Wajah penyanyi dangdut senior, Elvy Sukaesih tidak terlihat lelah meskipun baru selesai dicecar 18 pertanyaan oleh penyidik di Direktorat Reserse Narkoba Polda Metro Jaya, Senin (26/2). Pemeriksaan yang dimulai pukul 14.00 itu baru berakhir pukul 17.00.
Elvy sabar menjawab pertanyaan puluhan wartawan yang berdesakan di depan pagar gedung Direktorat Reserse Narkoba, menanti ratu dangdut ini merampungkan penyelidikan.
Kepala Bidang Humas Polda Metro Jaya Komisaris Besar Raden Prabowo Argo Yuwono mengatakan, Elvy diperiksa sebagai saksi kasus narkoba yang menjerat lima anggota keluarganya. “Intinya menanyakan apakah ES tahu anak-anaknya menggunakan narkoba dan apakah dia tahu tentang narkoba itu,” kata Argo.
Seperti diberitakan, polisi menangkap lima orang di rumah Elvy di Jalan Dewi Sartika, Cawang, Jakarta Timur, 16 Februari lalu. Mereka dibekuk berikut barang bukti tiga paket sabu seberat 0,35 gram, 0,45 gram, dan 0,49 gram. Tiga orang yang ditangkap adalah kakak beradik anak Elvy yakni DZ, S, dan AZA. Dua orang lainnya yang ditangkap yakni CG dan M. CG adalah istri S, sedangkan M berstatus tunangan DZ.
Empat orang telah ditetapkan sebagai tersangka yakni DZ, S, CG yang sedang hamil, dan M. AZA tidak ditetapkan sebagai tersangka meskipun hasil tes urin positif karena polisi tidak menemukan barang bukti sabu padanya.
Menurut Argo, para tersangka mengaku sudah lama menggunakan narkoba. DZ memakai sabu sejak 2010, S sejak 2005, dan M mulai tahun 2008.
Kasus ini membuat rencana pernikahan DZ dan M berantakan. “Sebagai orangtua saya sangat prihatin, tidak tahu mau ngomong apa. Saya minta maaf kepada semua penggemar di seluruh Indonesia yang mungkin sangat kecewa,” kata Elvy, artis kelahiran Jakarta, 66 tahun lalu.
Pelantun lagu “Bisik-bisik Tetangga” itu menuturkan, ia sibuk menjadi juri dalam sebuah acara di televisi. Setiap hari, ia selalu pulang ke rumah dalam kondisi sangat lelah. Elvy berharap, kasus yang menimpa keluarganya cepat diproses.
“Kamar saya dengan kamar anak-anak cukup jauh. Saya jarang bertemu anak-anak. Mereka bukan anak kecil yang selalu saya kontrol.

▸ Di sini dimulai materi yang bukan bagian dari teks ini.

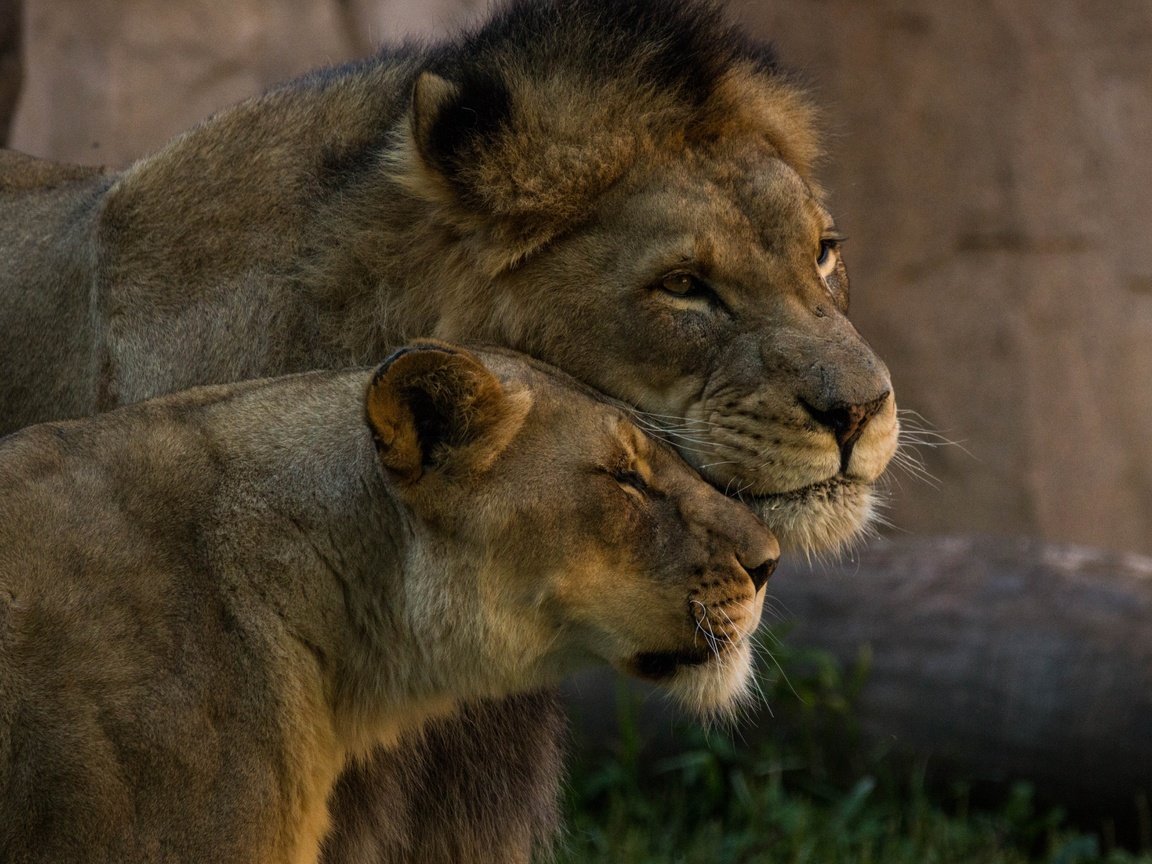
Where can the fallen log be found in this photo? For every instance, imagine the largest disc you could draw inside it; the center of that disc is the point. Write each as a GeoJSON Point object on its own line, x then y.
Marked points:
{"type": "Point", "coordinates": [992, 660]}
{"type": "Point", "coordinates": [995, 659]}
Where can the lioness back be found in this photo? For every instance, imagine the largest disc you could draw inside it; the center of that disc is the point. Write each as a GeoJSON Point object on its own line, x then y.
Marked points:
{"type": "Point", "coordinates": [210, 604]}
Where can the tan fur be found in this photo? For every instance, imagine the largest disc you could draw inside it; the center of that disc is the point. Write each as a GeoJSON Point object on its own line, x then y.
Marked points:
{"type": "Point", "coordinates": [209, 604]}
{"type": "Point", "coordinates": [333, 218]}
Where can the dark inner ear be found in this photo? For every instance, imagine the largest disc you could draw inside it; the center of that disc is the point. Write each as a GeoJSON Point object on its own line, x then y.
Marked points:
{"type": "Point", "coordinates": [426, 403]}
{"type": "Point", "coordinates": [454, 120]}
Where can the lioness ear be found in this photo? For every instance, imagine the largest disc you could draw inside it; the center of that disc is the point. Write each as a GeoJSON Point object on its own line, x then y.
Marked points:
{"type": "Point", "coordinates": [453, 121]}
{"type": "Point", "coordinates": [434, 407]}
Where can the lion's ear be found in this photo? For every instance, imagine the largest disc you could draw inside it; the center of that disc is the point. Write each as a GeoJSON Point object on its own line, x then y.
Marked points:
{"type": "Point", "coordinates": [434, 407]}
{"type": "Point", "coordinates": [452, 122]}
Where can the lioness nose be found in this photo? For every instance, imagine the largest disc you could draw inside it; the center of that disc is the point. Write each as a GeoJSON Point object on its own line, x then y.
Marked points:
{"type": "Point", "coordinates": [847, 421]}
{"type": "Point", "coordinates": [757, 552]}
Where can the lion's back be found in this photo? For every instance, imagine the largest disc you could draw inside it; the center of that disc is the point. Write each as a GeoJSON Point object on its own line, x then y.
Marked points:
{"type": "Point", "coordinates": [46, 260]}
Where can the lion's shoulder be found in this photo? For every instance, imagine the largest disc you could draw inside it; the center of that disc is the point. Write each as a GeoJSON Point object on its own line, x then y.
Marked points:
{"type": "Point", "coordinates": [22, 173]}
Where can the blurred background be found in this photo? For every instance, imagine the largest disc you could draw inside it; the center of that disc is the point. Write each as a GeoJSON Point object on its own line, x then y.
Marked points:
{"type": "Point", "coordinates": [991, 163]}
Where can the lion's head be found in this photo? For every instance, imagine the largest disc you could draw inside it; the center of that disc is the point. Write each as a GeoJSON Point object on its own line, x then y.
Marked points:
{"type": "Point", "coordinates": [636, 194]}
{"type": "Point", "coordinates": [589, 539]}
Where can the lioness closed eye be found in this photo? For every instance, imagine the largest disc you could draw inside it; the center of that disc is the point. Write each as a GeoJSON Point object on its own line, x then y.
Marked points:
{"type": "Point", "coordinates": [210, 603]}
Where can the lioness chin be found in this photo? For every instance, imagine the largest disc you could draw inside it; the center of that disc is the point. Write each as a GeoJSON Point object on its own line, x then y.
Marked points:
{"type": "Point", "coordinates": [623, 189]}
{"type": "Point", "coordinates": [210, 603]}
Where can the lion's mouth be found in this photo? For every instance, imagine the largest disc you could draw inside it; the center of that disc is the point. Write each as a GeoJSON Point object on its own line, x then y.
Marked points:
{"type": "Point", "coordinates": [664, 665]}
{"type": "Point", "coordinates": [823, 491]}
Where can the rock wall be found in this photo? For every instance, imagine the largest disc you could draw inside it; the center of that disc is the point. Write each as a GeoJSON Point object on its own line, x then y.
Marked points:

Ke depan, saya minta anak-anak datang ke kamar saya untuk berbicara,” ujarnya.
Koordinator Nasional Persaudaraan Korban Napza Indonesia (PKNI) Edo Agustian mengatakan, faktor penyebab keluarga Elvy menggunakan narkoba tidak bisa disimpulkan tanpa menggunakan perangkat assessment (pengujian).
Saat ini ada beberapa perangkat yang digunakan BNN untuk menilai penyebab atau tingkat permasalahan pengguna narkoba. Perangkat itu antara lain Addiction Severity Index (ASI) yang digunakan Tim Assesment Terpadu (TAT). ASI adalah wawancara mendalam mengenai berbagai aspek dalam kehidupan pecandu. Tujuannya untuk membantu proses rehabilitasi.
Jangan hanya artis
Edo mengatakan, seharusnya yang menjadi target penangkapan polisi tidak hanya pengguna seperti artis. Polisi juga harus menyasar bandar kelas kakap atau produsen narkoba di dalam negeri.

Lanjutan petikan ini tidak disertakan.